Musharraf and the Taliban:
When he admitted in July 1999 that Pakistani troops had joined Islamic militants to battle Indian troops in the bitterly contested province of Kashmir, Musharraf was also admitting to the Pakistani military’s controversial role as power broker in the region. Those Islamic militants were trained by the Pakistani military and Pakistan’s intelligence services expressly to fight an insurgency in Kashmir, but also to advance Pakistani interests in Afghanistan, where Pakistan had sponsored the rise of the Taliban. The militants were the backbone of the Taliban.
The 1999 Coup:
Sharif’s rule, however, was messy, uncertain and generously paranoid. Crime and corruption were rampant. A week before Musharraf’s 1999 coup, he told the Hindu, an Indian newspaper, “The law and order situation is bad. It should improve. It will improve.” Pakistanis wished it did. On October 12, 1999, while Musharraf was visiting Sri Lanka, Sharif fired him. Musharraf knew about Sharif’s plan and had prepared a counter-move. He ordered the army to seize Sharif and impose martial law. By 2:50 the next morning, Musharraf told the nation in a televised address that there was no timetable for elections.
Self-Appointed President:
In June 2001, he appointed himself president and head of state. A general parliamentary election was held in 2002, but it was by no means an open and free election as opposition parties were banned. The pro-Musharraf Pakistan Muslim League (Quaid-i-Azam) was the biggest winner.
Musharraf and the Bush Administration's "War on Terror":
Despite his ties to the Taliban and Osama bin Laden—about whom he declared himself neutral following al-Qaeda’s bombings of American targets in the late 1990s—Musharraf agreed to join the Bush administration’s “war on terror” following the Sept. 11, 2001 attacks. But he didn’t do it for nothing. Between 2001 and 2007, the United States channeled more than $10 billion in aid to Musharraf’s regime, most of it military.
Pakistan Under Musharraf: Crossroads and Crossed Swords:
In January 2007, the outgoing Director of National Intelligence, John Negroponte, told a U.S. Senate committee: “Pakistan is a frontline partner in the war on terror. Nevertheless, it remains a major source of Islamic extremism and the home for some top terrorist leaders.”

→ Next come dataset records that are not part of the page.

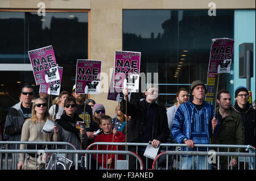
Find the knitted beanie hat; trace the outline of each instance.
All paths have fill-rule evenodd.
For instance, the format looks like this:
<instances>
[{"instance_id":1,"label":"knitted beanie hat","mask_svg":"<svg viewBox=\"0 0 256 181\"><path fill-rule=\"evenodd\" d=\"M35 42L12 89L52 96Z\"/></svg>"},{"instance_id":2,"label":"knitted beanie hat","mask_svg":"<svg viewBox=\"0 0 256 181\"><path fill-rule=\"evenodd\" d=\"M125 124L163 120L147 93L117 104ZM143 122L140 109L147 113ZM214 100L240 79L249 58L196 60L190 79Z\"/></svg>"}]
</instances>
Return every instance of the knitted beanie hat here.
<instances>
[{"instance_id":1,"label":"knitted beanie hat","mask_svg":"<svg viewBox=\"0 0 256 181\"><path fill-rule=\"evenodd\" d=\"M104 106L101 104L95 104L94 106L93 106L93 115L94 115L95 111L96 111L98 109L103 109L105 110Z\"/></svg>"},{"instance_id":2,"label":"knitted beanie hat","mask_svg":"<svg viewBox=\"0 0 256 181\"><path fill-rule=\"evenodd\" d=\"M235 98L236 98L237 96L237 95L238 95L239 92L241 91L246 92L247 95L249 95L248 90L247 90L247 89L245 87L240 86L237 87L237 89L236 89Z\"/></svg>"}]
</instances>

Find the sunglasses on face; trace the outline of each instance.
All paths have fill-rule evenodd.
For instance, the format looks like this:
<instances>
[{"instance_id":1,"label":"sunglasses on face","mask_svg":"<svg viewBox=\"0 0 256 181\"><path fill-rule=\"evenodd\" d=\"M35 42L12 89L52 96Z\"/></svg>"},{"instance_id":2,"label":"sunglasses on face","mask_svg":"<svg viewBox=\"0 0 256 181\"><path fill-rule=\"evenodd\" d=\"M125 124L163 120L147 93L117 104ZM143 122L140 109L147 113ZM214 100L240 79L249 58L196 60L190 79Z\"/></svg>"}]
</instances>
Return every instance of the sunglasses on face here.
<instances>
[{"instance_id":1,"label":"sunglasses on face","mask_svg":"<svg viewBox=\"0 0 256 181\"><path fill-rule=\"evenodd\" d=\"M76 105L75 105L75 104L65 105L65 107L67 108L68 108L69 107L69 106L71 106L72 107L75 107L76 106Z\"/></svg>"},{"instance_id":2,"label":"sunglasses on face","mask_svg":"<svg viewBox=\"0 0 256 181\"><path fill-rule=\"evenodd\" d=\"M28 94L29 95L33 95L33 94L34 94L33 92L22 92L22 94L23 94L23 95L26 95Z\"/></svg>"},{"instance_id":3,"label":"sunglasses on face","mask_svg":"<svg viewBox=\"0 0 256 181\"><path fill-rule=\"evenodd\" d=\"M46 107L47 106L47 103L43 103L43 104L36 104L35 106L38 107L40 107L41 106L43 105L43 107Z\"/></svg>"},{"instance_id":4,"label":"sunglasses on face","mask_svg":"<svg viewBox=\"0 0 256 181\"><path fill-rule=\"evenodd\" d=\"M101 112L102 113L105 113L105 110L97 110L96 111L95 111L97 113L100 113L100 112Z\"/></svg>"}]
</instances>

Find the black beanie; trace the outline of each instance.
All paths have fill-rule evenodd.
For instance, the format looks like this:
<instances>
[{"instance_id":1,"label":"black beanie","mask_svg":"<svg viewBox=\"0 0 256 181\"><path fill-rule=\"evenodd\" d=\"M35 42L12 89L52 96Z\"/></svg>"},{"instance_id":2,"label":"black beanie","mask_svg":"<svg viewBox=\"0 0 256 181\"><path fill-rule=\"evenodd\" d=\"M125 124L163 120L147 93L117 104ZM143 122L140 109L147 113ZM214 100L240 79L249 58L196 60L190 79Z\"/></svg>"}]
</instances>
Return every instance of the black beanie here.
<instances>
[{"instance_id":1,"label":"black beanie","mask_svg":"<svg viewBox=\"0 0 256 181\"><path fill-rule=\"evenodd\" d=\"M249 95L248 90L247 90L247 89L245 87L240 86L240 87L237 87L237 89L236 89L235 98L236 98L237 96L237 95L239 94L239 92L240 92L241 91L246 92L247 95Z\"/></svg>"}]
</instances>

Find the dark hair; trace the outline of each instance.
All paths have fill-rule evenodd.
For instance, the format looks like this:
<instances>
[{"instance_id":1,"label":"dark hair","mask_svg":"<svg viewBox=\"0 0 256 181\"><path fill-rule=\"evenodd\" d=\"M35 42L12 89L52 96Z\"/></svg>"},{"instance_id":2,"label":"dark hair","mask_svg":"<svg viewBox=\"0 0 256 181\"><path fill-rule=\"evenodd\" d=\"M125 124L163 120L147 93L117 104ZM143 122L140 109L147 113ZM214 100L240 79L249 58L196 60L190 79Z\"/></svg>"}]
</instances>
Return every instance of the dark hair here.
<instances>
[{"instance_id":1,"label":"dark hair","mask_svg":"<svg viewBox=\"0 0 256 181\"><path fill-rule=\"evenodd\" d=\"M100 124L101 124L101 121L103 120L108 120L112 123L112 118L111 118L111 117L109 116L104 116L102 117L101 117L101 119L100 120Z\"/></svg>"},{"instance_id":2,"label":"dark hair","mask_svg":"<svg viewBox=\"0 0 256 181\"><path fill-rule=\"evenodd\" d=\"M230 94L230 93L229 93L229 91L225 90L225 89L222 89L218 92L218 94L217 94L217 99L220 100L221 94L222 93Z\"/></svg>"},{"instance_id":3,"label":"dark hair","mask_svg":"<svg viewBox=\"0 0 256 181\"><path fill-rule=\"evenodd\" d=\"M180 89L179 89L179 91L176 93L176 97L179 96L179 95L180 95L180 93L181 91L186 91L186 92L188 92L188 91L187 90L187 89L185 89L185 88L183 88L183 87L180 88Z\"/></svg>"},{"instance_id":4,"label":"dark hair","mask_svg":"<svg viewBox=\"0 0 256 181\"><path fill-rule=\"evenodd\" d=\"M70 96L66 98L66 100L65 100L65 102L64 102L64 106L68 104L68 103L72 101L73 101L74 102L74 104L76 107L76 99L73 96Z\"/></svg>"},{"instance_id":5,"label":"dark hair","mask_svg":"<svg viewBox=\"0 0 256 181\"><path fill-rule=\"evenodd\" d=\"M93 104L95 104L96 103L95 102L95 100L91 99L87 99L86 101L85 101L85 104L88 104L89 103L92 103Z\"/></svg>"},{"instance_id":6,"label":"dark hair","mask_svg":"<svg viewBox=\"0 0 256 181\"><path fill-rule=\"evenodd\" d=\"M60 97L61 98L63 95L68 94L69 96L69 92L67 91L62 91L60 93Z\"/></svg>"},{"instance_id":7,"label":"dark hair","mask_svg":"<svg viewBox=\"0 0 256 181\"><path fill-rule=\"evenodd\" d=\"M23 91L24 88L31 89L33 90L33 92L34 92L33 87L32 87L32 86L31 86L31 85L25 85L25 86L23 86L22 88L22 90L21 90L22 92Z\"/></svg>"}]
</instances>

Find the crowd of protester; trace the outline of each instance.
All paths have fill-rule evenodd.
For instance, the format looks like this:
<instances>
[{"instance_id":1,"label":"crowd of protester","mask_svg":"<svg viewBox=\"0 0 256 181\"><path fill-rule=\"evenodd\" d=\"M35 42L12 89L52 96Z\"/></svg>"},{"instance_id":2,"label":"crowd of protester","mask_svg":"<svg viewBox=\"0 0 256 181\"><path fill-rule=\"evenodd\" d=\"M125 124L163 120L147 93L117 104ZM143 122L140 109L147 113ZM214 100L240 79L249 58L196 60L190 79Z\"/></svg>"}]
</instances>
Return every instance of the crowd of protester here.
<instances>
[{"instance_id":1,"label":"crowd of protester","mask_svg":"<svg viewBox=\"0 0 256 181\"><path fill-rule=\"evenodd\" d=\"M203 82L193 81L190 88L189 91L180 89L176 95L176 103L166 107L157 103L159 95L158 85L148 84L143 91L144 99L141 100L129 100L130 92L125 88L122 101L113 108L115 116L111 117L108 116L110 113L105 111L106 105L87 99L85 94L76 94L75 86L71 94L61 91L51 105L48 104L48 95L41 94L39 98L34 99L32 87L24 86L21 90L20 102L10 108L6 116L4 133L7 141L64 141L71 143L77 149L86 149L94 142L125 142L126 136L127 142L151 141L154 148L158 148L161 143L184 144L187 147L183 147L182 150L188 151L207 150L206 148L196 149L195 144L255 146L255 100L253 107L248 102L249 92L246 87L236 89L233 106L230 92L225 90L219 91L216 108L204 100L207 90ZM52 133L41 132L47 119L57 123ZM84 123L84 125L78 127L77 121ZM3 129L0 128L0 141ZM22 144L19 149L24 149L24 146ZM9 148L15 149L11 145ZM123 149L122 146L118 148L118 150ZM103 145L98 149L117 150L117 148ZM153 160L147 159L146 161L143 155L145 148L139 146L138 150L136 149L135 146L129 148L129 150L137 151L143 163L147 163L147 167L151 169ZM219 151L227 150L223 148ZM229 151L238 150L232 149ZM35 157L30 154L28 157L27 169L35 169ZM67 157L75 161L73 154ZM100 157L92 155L93 169L114 168L114 155L101 155ZM117 157L118 159L123 159L122 156L118 155ZM24 154L19 155L18 169L24 168ZM101 165L102 161L103 166ZM221 169L237 168L237 157L229 161L226 157L221 157L219 163ZM213 167L205 162L205 156L199 156L196 160L192 157L182 157L180 161L180 169L192 169L192 165L195 169L211 169ZM37 169L43 169L45 161L38 162L42 164ZM129 163L129 168L136 168L134 158L130 157ZM73 162L71 168L74 167L74 164Z\"/></svg>"}]
</instances>

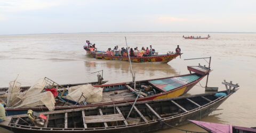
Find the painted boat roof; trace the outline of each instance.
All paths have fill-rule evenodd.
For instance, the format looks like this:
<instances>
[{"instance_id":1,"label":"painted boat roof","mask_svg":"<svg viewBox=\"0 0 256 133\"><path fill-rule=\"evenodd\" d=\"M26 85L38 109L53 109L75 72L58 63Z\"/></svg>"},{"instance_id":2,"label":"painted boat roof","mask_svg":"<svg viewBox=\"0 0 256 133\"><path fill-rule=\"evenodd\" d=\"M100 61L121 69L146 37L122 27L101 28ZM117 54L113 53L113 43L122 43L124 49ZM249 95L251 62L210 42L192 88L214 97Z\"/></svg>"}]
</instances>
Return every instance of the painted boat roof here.
<instances>
[{"instance_id":1,"label":"painted boat roof","mask_svg":"<svg viewBox=\"0 0 256 133\"><path fill-rule=\"evenodd\" d=\"M164 92L167 92L193 82L200 77L197 75L193 74L151 80L149 81L149 82Z\"/></svg>"},{"instance_id":2,"label":"painted boat roof","mask_svg":"<svg viewBox=\"0 0 256 133\"><path fill-rule=\"evenodd\" d=\"M231 124L225 124L215 123L212 122L195 121L195 120L189 120L199 127L205 129L208 131L211 131L213 133L217 132L233 132L233 128L238 130L243 130L245 131L249 131L252 132L256 132L256 129L251 128L242 127L238 126L234 126Z\"/></svg>"}]
</instances>

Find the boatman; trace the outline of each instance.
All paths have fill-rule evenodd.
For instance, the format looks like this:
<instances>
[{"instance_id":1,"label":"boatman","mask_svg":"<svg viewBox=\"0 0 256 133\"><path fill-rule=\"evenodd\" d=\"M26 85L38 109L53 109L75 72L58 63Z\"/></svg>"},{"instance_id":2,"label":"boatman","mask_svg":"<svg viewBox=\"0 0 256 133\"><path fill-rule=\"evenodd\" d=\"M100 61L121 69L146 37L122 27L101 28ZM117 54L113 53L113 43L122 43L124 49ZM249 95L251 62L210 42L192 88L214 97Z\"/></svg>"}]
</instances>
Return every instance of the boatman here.
<instances>
[{"instance_id":1,"label":"boatman","mask_svg":"<svg viewBox=\"0 0 256 133\"><path fill-rule=\"evenodd\" d=\"M2 103L0 103L0 122L5 120L5 110Z\"/></svg>"},{"instance_id":2,"label":"boatman","mask_svg":"<svg viewBox=\"0 0 256 133\"><path fill-rule=\"evenodd\" d=\"M177 47L176 48L175 51L176 51L176 54L180 54L180 58L181 58L181 53L180 53L181 50L180 49L180 48L179 45L177 45Z\"/></svg>"}]
</instances>

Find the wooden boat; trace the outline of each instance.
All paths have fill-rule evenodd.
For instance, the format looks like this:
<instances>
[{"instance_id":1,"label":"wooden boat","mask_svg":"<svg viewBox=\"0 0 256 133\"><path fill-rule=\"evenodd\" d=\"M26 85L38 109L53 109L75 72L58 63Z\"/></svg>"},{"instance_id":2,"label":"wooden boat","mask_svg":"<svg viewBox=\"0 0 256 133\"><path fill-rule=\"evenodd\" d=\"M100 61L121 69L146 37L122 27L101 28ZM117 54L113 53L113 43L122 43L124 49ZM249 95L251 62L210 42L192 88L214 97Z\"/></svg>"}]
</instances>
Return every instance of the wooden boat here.
<instances>
[{"instance_id":1,"label":"wooden boat","mask_svg":"<svg viewBox=\"0 0 256 133\"><path fill-rule=\"evenodd\" d=\"M188 69L190 71L190 74L136 81L135 86L137 89L135 90L132 88L134 87L132 82L95 85L94 86L95 87L103 88L102 100L100 103L86 105L66 105L66 103L60 101L60 102L61 102L56 105L55 110L92 107L133 102L135 99L139 89L141 89L142 92L138 101L177 97L186 93L211 71L207 68L202 66L188 66ZM197 72L198 73L191 73L191 71ZM141 88L143 88L143 89ZM28 110L36 111L48 111L46 107L5 108L8 115L26 113Z\"/></svg>"},{"instance_id":2,"label":"wooden boat","mask_svg":"<svg viewBox=\"0 0 256 133\"><path fill-rule=\"evenodd\" d=\"M85 84L92 84L93 85L102 85L104 84L106 82L107 82L108 81L99 81L97 82L84 82L84 83L78 83L78 84L63 84L63 85L60 85L60 86L61 86L63 87L67 88L68 87L72 87L72 86L79 86L79 85L85 85ZM29 88L30 88L31 86L22 86L20 87L20 89L21 92L23 92L26 90L27 90ZM5 94L6 93L7 90L8 90L9 87L2 87L0 88L0 95Z\"/></svg>"},{"instance_id":3,"label":"wooden boat","mask_svg":"<svg viewBox=\"0 0 256 133\"><path fill-rule=\"evenodd\" d=\"M206 117L237 89L166 99L9 116L0 126L14 132L145 132ZM135 104L134 104L135 103ZM46 117L45 117L46 116ZM43 118L44 119L43 119Z\"/></svg>"},{"instance_id":4,"label":"wooden boat","mask_svg":"<svg viewBox=\"0 0 256 133\"><path fill-rule=\"evenodd\" d=\"M99 51L91 52L86 49L85 49L85 51L89 56L95 59L129 61L129 58L128 56L111 56L107 55L106 52ZM169 52L166 54L153 55L151 56L130 57L130 58L132 62L141 63L159 62L167 63L173 59L175 59L176 57L179 55L180 55L179 54Z\"/></svg>"},{"instance_id":5,"label":"wooden boat","mask_svg":"<svg viewBox=\"0 0 256 133\"><path fill-rule=\"evenodd\" d=\"M225 124L207 122L204 121L189 120L198 126L205 129L209 132L229 132L246 133L256 132L256 128L235 126L231 124Z\"/></svg>"},{"instance_id":6,"label":"wooden boat","mask_svg":"<svg viewBox=\"0 0 256 133\"><path fill-rule=\"evenodd\" d=\"M192 36L191 36L191 37L184 37L184 36L183 36L182 37L186 39L208 39L208 38L211 37L211 36L208 36L206 37L194 37L193 38L193 37L192 37Z\"/></svg>"}]
</instances>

What reforms Musharraf promised have been few, if occasionally considerable. He condemned the practice of “honor killings,” in which women are murdered by their own families for behaving “shamefully”—divorcing, say, or marrying a man the family doesn’t approve of.
He also led the reform of rape laws that had previously required that a woman prove, through several male witnesses, that she had been the victim of rape. Taxes were lowered. But the tribal areas of northwest Pakistan verge on civil war. Suicide bombings around the country have taken 300 lives in 2007. Reforms have stalled. Musharraf himself was the target of three assassination attempts.
Facing impeachment in August 2008, Musharraf chose to resign.